I’ll celebrate Tony’s 80th by sharing a segment from “Tony Oliva: The Life and Times of a Minnesota Twins Legend”:
As a coach for the World Series-winning teams in 1987 and 1991, Oliva introduced a new generation of Twins to a unique Cuban import. It’s made of mahogany—“we call it mahogwa,” he notes—a dark dense, heavy wood not normally associated with baseball. But when he traveled home after his first trip back to Cuba in 1973, Oliva was carrying a bat cut from mahogany. And the bat had a name: this bat was called “Thunder.”
“It’s a Cuban wood that brings back some memories,” says Oliva, who explains that he and his father and brothers sometimes made bats from whatever kind of wood was available.
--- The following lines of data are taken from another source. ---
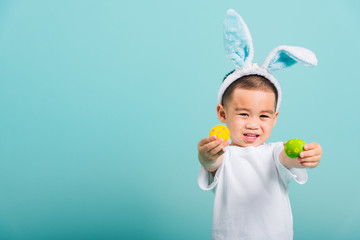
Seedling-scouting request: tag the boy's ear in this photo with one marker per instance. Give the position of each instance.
(221, 113)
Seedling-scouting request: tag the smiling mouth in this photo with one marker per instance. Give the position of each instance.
(250, 137)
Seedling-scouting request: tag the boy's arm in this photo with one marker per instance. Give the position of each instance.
(211, 152)
(309, 158)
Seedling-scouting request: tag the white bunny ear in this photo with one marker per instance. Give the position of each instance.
(286, 56)
(237, 40)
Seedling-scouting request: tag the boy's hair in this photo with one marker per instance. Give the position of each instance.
(251, 82)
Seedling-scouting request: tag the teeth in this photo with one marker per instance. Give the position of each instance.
(251, 135)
A bat from mahogwa was not unusual in Cuba, though none were quite like Oliva’s bat. “Thunder is a little bit heavy,” he admits.
“I don’t think anybody could have possibly swung it except for Tony, because Tony was so strong in the hands and forearms,” insists Rick Stelmaszek, who spent 32 years coaching in the Twins organization and was part of Tom Kelly’s staff in both 1987 and 1991. “That was his baby. Yeah I know Thunder.”
As the club’s hitting coach, Oliva says he brought Thunder to the Metrodome in 1987 at a point when the club was struggling offensively. The bat was illegal for major-league play, but he encouraged players to hack away with it during batting practice. So the players had a little fun and took their minds off their batting woes.
“It’s the most dense piece of wood,” recalls Tim Laudner, 1980s Twins catcher and clubhouse cutup. “The bat was green and it was probably a 35-, maybe 36-inch bat. That’s bigger than the bat I used, and it had to weigh anywhere from 38 to 40 ounces. It was just a monster piece of wood.”
Twins hitters took their cuts with Thunder with mixed success and good humor. By then, Oliva, nearly 50, could not swing Thunder like he used to, but Laudner says his hitting coach could still put a good swing on the ball when coaches took batting practice. Laudner remembers Tony O “one-hopping the baggie at the Metrodome. Just hanging out these line drives and giggling like a school girl.”
Did Laudner ever use Thunder? “I couldn’t pick it up,” he quips. “I got a hernia just looking at it.”